GN, Hansen Foundation strike partnership to improve wheelchair accessibility
The Government of Nunavut and the Rick Hansen Foundation have signed a partnership agreement that both sides hope will improve services for Nunavummiut with disabilities.
Hansen, Premier Paul Okalik, and Leona Aglukkaq, the health and social services minister, officially signed the agreement at a news conference June 6. The deal was announced in March, but Hansen’s flight north was cancelled by bad weather.
The government will spend $100,000 over five years to found a “Nunavut Solutions Team” that will work on ways to increase wheelchair accessibility in the territory.
“We look forward to working with our partners in government and the community in Nunavut to improve the quality of life of people with spinal cord injury and related disabilities and advance research towards a cure in the future,” Hansen said in a news release.

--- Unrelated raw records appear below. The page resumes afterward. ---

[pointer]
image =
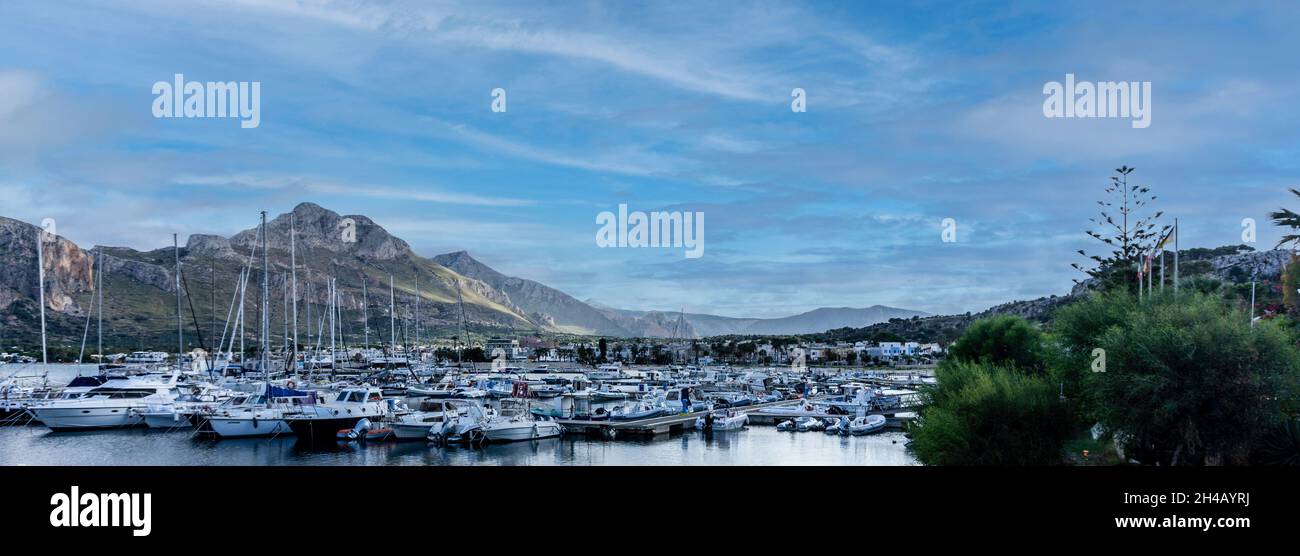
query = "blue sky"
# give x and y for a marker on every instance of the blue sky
(917, 112)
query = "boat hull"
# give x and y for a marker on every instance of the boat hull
(321, 429)
(410, 431)
(87, 418)
(246, 426)
(523, 431)
(167, 420)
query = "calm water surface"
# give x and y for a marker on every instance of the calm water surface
(758, 444)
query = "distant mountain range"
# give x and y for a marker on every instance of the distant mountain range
(141, 294)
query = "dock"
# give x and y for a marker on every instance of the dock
(654, 425)
(687, 421)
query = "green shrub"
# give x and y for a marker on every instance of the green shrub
(1186, 381)
(984, 415)
(1001, 341)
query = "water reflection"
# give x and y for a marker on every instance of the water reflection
(752, 446)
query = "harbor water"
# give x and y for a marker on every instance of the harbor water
(755, 444)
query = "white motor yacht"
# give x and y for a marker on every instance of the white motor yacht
(109, 405)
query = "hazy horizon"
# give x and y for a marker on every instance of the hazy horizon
(913, 116)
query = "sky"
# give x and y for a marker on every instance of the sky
(915, 112)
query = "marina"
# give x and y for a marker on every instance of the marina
(667, 439)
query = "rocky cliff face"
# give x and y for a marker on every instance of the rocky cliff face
(141, 286)
(68, 268)
(320, 229)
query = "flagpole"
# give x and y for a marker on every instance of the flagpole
(1175, 256)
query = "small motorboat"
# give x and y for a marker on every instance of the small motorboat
(806, 424)
(597, 415)
(865, 425)
(367, 431)
(722, 421)
(606, 395)
(468, 392)
(636, 412)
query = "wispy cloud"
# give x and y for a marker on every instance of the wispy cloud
(421, 194)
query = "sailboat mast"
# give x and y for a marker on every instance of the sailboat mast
(40, 277)
(417, 312)
(332, 298)
(365, 313)
(286, 317)
(265, 300)
(393, 318)
(99, 294)
(180, 328)
(460, 303)
(293, 269)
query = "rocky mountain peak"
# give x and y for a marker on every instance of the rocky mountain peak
(319, 227)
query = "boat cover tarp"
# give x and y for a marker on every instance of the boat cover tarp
(86, 381)
(274, 391)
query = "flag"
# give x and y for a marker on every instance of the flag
(1165, 239)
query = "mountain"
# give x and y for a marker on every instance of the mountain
(139, 302)
(358, 253)
(697, 325)
(564, 312)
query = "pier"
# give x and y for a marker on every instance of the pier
(685, 421)
(654, 425)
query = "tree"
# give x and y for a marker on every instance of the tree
(1291, 286)
(1285, 217)
(1001, 341)
(1126, 233)
(991, 404)
(986, 415)
(1187, 381)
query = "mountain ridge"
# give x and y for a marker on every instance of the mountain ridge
(362, 257)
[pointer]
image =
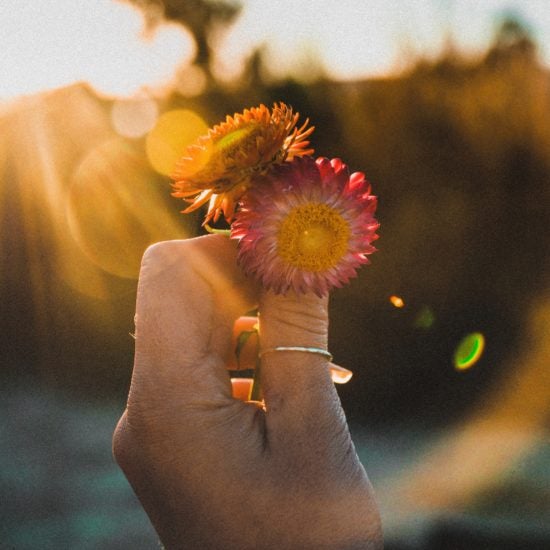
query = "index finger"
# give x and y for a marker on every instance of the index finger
(189, 294)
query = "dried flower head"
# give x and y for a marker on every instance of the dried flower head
(222, 165)
(307, 227)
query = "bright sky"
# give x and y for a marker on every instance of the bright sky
(58, 42)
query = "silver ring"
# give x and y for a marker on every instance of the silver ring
(303, 349)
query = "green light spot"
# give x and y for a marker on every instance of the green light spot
(469, 350)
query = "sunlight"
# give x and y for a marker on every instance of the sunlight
(173, 132)
(116, 209)
(102, 43)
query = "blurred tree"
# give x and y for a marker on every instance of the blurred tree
(512, 40)
(201, 17)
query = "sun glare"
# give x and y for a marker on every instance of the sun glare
(47, 45)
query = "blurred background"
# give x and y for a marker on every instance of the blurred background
(445, 105)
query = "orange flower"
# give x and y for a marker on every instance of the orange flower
(222, 165)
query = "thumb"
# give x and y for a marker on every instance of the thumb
(297, 385)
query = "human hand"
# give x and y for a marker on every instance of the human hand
(213, 472)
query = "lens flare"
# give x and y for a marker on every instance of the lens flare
(116, 209)
(134, 117)
(167, 141)
(396, 301)
(469, 350)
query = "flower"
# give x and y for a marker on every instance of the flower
(221, 166)
(307, 227)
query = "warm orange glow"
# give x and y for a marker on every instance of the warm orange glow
(173, 132)
(134, 117)
(241, 388)
(397, 301)
(115, 208)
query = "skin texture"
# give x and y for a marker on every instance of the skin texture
(213, 472)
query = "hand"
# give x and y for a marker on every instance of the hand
(213, 472)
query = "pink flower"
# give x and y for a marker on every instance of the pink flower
(307, 226)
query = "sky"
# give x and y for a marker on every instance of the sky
(55, 43)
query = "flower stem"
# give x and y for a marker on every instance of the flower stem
(256, 393)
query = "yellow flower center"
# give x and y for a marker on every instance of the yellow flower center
(313, 237)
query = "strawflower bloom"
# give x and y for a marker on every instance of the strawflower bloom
(222, 165)
(308, 226)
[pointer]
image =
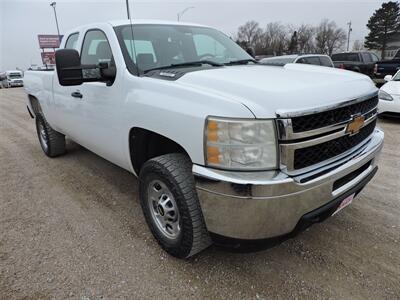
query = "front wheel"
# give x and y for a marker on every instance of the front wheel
(171, 207)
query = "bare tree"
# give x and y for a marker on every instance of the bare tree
(250, 33)
(329, 37)
(305, 39)
(358, 45)
(275, 39)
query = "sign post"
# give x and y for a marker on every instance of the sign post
(49, 41)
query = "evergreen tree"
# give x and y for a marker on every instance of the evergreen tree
(384, 22)
(293, 46)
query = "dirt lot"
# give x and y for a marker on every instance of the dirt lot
(72, 227)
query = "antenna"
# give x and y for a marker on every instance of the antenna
(132, 43)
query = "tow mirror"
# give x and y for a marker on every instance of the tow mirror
(69, 70)
(388, 78)
(107, 72)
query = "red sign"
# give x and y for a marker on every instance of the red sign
(49, 41)
(49, 58)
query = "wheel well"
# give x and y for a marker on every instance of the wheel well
(35, 104)
(145, 145)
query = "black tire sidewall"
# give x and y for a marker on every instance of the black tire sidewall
(181, 246)
(40, 120)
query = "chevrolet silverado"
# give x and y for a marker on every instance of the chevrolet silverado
(226, 149)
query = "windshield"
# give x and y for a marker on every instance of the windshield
(157, 46)
(278, 61)
(14, 75)
(346, 57)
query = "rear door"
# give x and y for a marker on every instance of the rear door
(97, 114)
(64, 103)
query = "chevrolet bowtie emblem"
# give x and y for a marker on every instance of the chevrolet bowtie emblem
(355, 125)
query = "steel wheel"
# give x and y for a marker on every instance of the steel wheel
(163, 209)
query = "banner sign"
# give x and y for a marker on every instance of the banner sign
(49, 41)
(49, 58)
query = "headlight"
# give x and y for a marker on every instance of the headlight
(240, 144)
(384, 96)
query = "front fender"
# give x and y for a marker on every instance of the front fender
(175, 111)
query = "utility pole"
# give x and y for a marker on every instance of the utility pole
(348, 36)
(127, 10)
(180, 14)
(53, 4)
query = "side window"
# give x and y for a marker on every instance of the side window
(312, 60)
(325, 61)
(206, 45)
(95, 48)
(72, 41)
(374, 57)
(366, 57)
(145, 55)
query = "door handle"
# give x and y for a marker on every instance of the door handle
(77, 95)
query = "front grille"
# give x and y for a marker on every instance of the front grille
(334, 116)
(309, 156)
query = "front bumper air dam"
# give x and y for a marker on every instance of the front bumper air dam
(263, 205)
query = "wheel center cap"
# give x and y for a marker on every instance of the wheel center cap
(160, 210)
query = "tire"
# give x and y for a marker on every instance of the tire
(167, 182)
(51, 141)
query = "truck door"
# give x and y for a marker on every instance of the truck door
(96, 105)
(64, 103)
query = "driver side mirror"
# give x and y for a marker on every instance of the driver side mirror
(388, 78)
(68, 65)
(71, 72)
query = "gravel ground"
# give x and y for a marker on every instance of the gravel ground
(72, 227)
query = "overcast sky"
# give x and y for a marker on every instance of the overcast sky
(21, 20)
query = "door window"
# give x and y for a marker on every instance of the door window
(72, 41)
(325, 61)
(312, 60)
(96, 48)
(366, 57)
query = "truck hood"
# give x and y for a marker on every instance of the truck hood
(392, 87)
(268, 91)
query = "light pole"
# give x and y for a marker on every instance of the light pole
(180, 14)
(53, 4)
(127, 10)
(348, 36)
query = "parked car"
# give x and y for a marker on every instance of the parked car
(226, 150)
(12, 79)
(361, 62)
(389, 96)
(310, 59)
(387, 67)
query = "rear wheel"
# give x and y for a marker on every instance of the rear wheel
(171, 207)
(51, 141)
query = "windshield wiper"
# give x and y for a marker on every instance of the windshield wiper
(187, 64)
(241, 62)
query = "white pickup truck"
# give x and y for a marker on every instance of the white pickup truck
(226, 150)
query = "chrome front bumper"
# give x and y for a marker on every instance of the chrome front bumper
(262, 205)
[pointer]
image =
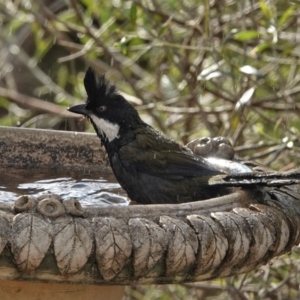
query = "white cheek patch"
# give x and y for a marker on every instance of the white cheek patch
(109, 129)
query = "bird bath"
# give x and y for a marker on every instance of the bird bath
(53, 245)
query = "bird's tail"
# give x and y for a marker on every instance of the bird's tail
(257, 178)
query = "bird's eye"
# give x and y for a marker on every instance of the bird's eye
(101, 108)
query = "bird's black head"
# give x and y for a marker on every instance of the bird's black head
(110, 113)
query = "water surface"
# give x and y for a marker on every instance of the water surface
(89, 189)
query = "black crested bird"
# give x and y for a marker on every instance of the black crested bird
(150, 166)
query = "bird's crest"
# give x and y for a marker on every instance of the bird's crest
(98, 86)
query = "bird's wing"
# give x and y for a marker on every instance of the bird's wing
(167, 160)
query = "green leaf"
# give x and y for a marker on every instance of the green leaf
(266, 10)
(286, 16)
(133, 13)
(246, 35)
(261, 47)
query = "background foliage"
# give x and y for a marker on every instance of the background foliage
(191, 67)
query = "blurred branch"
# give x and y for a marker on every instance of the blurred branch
(35, 104)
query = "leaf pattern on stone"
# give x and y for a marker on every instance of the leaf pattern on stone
(238, 243)
(30, 240)
(73, 243)
(213, 244)
(182, 245)
(113, 246)
(5, 229)
(264, 236)
(149, 244)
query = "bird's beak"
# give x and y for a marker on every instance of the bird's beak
(79, 109)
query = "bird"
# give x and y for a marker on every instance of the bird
(150, 166)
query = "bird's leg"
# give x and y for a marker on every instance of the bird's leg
(219, 147)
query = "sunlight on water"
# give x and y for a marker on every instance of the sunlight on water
(88, 191)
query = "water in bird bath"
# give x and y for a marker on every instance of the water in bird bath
(89, 189)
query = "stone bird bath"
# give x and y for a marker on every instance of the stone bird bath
(51, 247)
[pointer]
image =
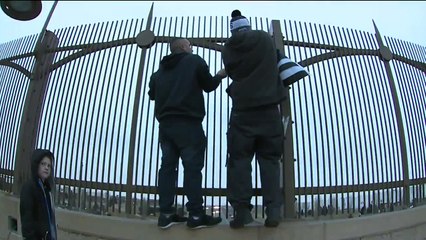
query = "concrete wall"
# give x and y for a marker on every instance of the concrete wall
(408, 224)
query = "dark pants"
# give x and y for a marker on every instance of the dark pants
(185, 139)
(257, 132)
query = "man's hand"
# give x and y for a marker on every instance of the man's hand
(222, 73)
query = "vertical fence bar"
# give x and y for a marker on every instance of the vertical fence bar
(53, 115)
(82, 105)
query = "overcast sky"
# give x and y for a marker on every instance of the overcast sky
(403, 20)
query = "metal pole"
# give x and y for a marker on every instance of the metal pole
(33, 105)
(386, 55)
(288, 183)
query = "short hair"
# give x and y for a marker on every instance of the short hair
(175, 45)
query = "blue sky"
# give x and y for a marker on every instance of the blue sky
(399, 19)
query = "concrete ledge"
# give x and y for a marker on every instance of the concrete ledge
(405, 224)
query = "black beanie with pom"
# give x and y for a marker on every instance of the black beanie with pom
(239, 22)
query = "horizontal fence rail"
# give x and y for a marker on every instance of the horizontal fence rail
(346, 139)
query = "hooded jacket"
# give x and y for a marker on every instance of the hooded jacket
(177, 87)
(250, 60)
(36, 203)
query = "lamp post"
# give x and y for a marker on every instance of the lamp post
(27, 138)
(21, 10)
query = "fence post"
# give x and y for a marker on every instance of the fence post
(288, 184)
(31, 115)
(130, 165)
(386, 55)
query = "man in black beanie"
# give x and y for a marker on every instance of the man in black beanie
(255, 126)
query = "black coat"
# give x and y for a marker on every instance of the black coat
(250, 60)
(33, 204)
(177, 87)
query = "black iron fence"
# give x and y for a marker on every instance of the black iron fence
(355, 142)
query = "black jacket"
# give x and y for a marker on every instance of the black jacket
(34, 207)
(177, 87)
(250, 60)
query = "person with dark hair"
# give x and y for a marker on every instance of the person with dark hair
(36, 205)
(255, 126)
(177, 88)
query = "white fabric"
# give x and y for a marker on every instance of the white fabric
(242, 22)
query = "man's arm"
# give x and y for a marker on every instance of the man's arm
(26, 207)
(151, 91)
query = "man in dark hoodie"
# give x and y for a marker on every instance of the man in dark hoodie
(36, 203)
(177, 88)
(255, 125)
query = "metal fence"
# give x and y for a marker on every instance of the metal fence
(355, 144)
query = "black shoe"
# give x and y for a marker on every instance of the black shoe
(272, 222)
(167, 220)
(242, 217)
(273, 218)
(195, 222)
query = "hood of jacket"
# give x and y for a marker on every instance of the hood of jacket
(36, 158)
(244, 49)
(170, 61)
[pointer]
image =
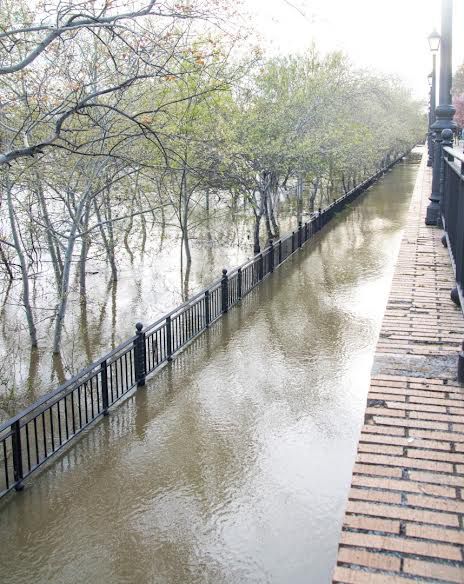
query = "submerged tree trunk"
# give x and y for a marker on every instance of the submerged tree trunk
(22, 263)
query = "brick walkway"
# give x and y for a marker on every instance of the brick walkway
(404, 517)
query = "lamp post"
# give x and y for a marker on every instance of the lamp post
(445, 111)
(434, 44)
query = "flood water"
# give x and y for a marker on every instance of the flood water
(233, 464)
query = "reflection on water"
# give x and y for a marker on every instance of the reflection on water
(231, 465)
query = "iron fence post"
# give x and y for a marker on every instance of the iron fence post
(104, 381)
(271, 256)
(225, 292)
(168, 339)
(207, 312)
(139, 355)
(447, 140)
(17, 455)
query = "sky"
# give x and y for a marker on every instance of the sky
(388, 36)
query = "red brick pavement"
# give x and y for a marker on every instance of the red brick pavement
(404, 516)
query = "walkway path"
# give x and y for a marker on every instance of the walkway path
(404, 517)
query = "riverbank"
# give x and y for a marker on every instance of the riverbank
(405, 511)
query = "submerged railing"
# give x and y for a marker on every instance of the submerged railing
(36, 434)
(452, 218)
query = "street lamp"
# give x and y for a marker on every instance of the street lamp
(444, 113)
(434, 44)
(434, 41)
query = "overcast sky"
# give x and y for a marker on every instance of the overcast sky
(389, 36)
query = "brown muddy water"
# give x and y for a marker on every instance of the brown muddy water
(233, 464)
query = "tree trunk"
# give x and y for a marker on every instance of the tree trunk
(22, 263)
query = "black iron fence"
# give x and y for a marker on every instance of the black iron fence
(36, 434)
(452, 217)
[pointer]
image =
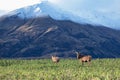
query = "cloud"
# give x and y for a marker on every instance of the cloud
(104, 12)
(10, 5)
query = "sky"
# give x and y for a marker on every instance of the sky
(108, 10)
(9, 5)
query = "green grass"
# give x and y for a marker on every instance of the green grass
(66, 69)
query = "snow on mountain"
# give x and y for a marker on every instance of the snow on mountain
(46, 8)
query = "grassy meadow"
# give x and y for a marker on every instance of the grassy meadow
(66, 69)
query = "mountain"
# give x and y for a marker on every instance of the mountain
(44, 36)
(43, 30)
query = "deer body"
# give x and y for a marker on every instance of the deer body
(55, 59)
(83, 58)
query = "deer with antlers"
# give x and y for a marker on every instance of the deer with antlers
(83, 58)
(55, 59)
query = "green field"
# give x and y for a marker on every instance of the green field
(66, 69)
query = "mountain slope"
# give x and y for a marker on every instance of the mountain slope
(44, 36)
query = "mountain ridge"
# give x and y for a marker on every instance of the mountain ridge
(44, 36)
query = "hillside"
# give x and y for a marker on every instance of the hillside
(44, 36)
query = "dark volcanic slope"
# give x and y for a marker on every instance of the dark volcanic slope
(42, 37)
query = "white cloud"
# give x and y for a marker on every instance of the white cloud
(14, 4)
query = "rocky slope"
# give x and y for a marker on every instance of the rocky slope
(44, 36)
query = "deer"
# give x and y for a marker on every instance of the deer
(55, 59)
(83, 58)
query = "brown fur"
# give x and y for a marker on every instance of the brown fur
(55, 59)
(83, 58)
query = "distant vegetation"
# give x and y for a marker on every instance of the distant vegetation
(66, 69)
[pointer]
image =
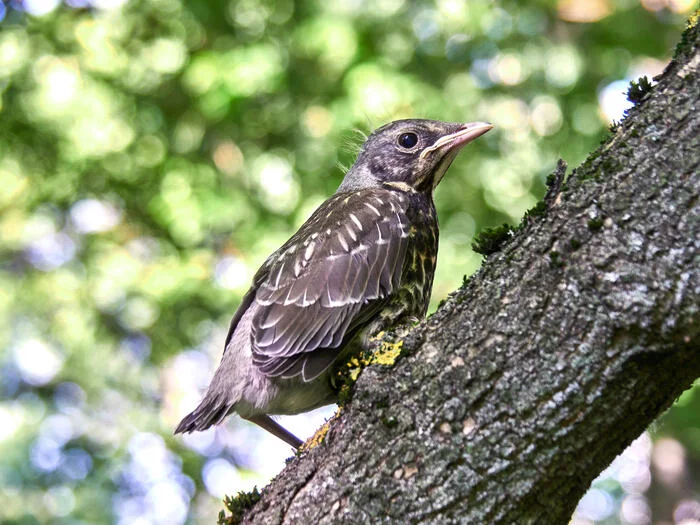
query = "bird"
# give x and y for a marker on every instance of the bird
(363, 261)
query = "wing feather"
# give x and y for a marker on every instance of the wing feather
(327, 281)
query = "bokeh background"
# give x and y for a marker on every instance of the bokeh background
(154, 152)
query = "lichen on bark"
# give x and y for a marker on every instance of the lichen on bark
(528, 381)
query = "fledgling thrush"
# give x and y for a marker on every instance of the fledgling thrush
(364, 261)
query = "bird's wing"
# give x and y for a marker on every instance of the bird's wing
(327, 281)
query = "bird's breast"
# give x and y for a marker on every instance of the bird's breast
(413, 296)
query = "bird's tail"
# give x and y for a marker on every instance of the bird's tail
(210, 411)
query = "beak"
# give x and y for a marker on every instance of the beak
(454, 141)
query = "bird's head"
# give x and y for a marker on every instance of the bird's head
(410, 155)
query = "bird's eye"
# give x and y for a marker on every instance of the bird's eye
(408, 140)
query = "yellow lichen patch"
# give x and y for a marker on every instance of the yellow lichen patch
(320, 434)
(387, 353)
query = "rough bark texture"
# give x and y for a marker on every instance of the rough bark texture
(561, 350)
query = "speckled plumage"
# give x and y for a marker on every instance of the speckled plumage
(364, 260)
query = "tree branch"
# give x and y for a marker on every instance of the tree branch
(560, 351)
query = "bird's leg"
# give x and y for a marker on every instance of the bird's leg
(277, 430)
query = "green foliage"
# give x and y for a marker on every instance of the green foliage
(491, 239)
(152, 154)
(238, 506)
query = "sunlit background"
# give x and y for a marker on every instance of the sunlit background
(154, 152)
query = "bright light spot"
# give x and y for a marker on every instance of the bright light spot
(506, 69)
(76, 464)
(635, 511)
(38, 363)
(39, 7)
(45, 455)
(653, 5)
(93, 216)
(680, 6)
(318, 121)
(167, 503)
(425, 24)
(668, 458)
(228, 157)
(51, 251)
(107, 4)
(280, 192)
(687, 512)
(167, 55)
(545, 117)
(231, 273)
(564, 66)
(583, 12)
(57, 429)
(221, 477)
(60, 81)
(613, 100)
(139, 313)
(508, 113)
(596, 505)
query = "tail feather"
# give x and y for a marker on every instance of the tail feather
(211, 411)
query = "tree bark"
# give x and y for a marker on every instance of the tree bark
(562, 348)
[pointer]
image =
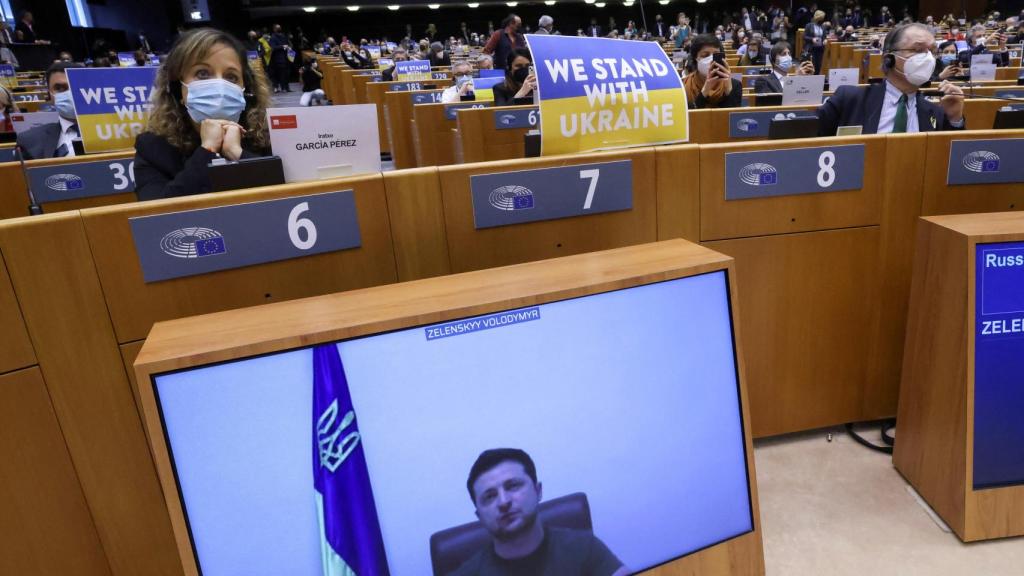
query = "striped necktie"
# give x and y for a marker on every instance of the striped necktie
(899, 123)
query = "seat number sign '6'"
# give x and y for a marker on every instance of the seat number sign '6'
(194, 242)
(798, 170)
(546, 194)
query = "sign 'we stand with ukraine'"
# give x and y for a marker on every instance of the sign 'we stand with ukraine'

Aglukkaq said the Rick Hansen will provide expert knowledge to the Nunavut Solutions Team and will spend all of the $100,000 within Nunavut
Rick Hansen, Premier Paul Okalik, and Leona Aglukkaq, the health and social services minister, sign a partnership between the Rick Hansen Foundation and the Government of Nunavut at the legislature in Iqaluit June 6. The Government of Nunavut will spend $100,000 over five years on initiatives for disabled Nunavummiut with “expert knowledge” provided by the foundation.
In 1987, Hansen circled the globe in a wheelchair to raise awareness and money for spinal cord injuries. His trip to Nunavut coincided with the 20th anniversary of the Man In Motion world tour.
“His tour inspired us to see the world through his eyes and to address accessibility in our own communities,” Okalik said. “Twenty years later, he is continuing his good work.”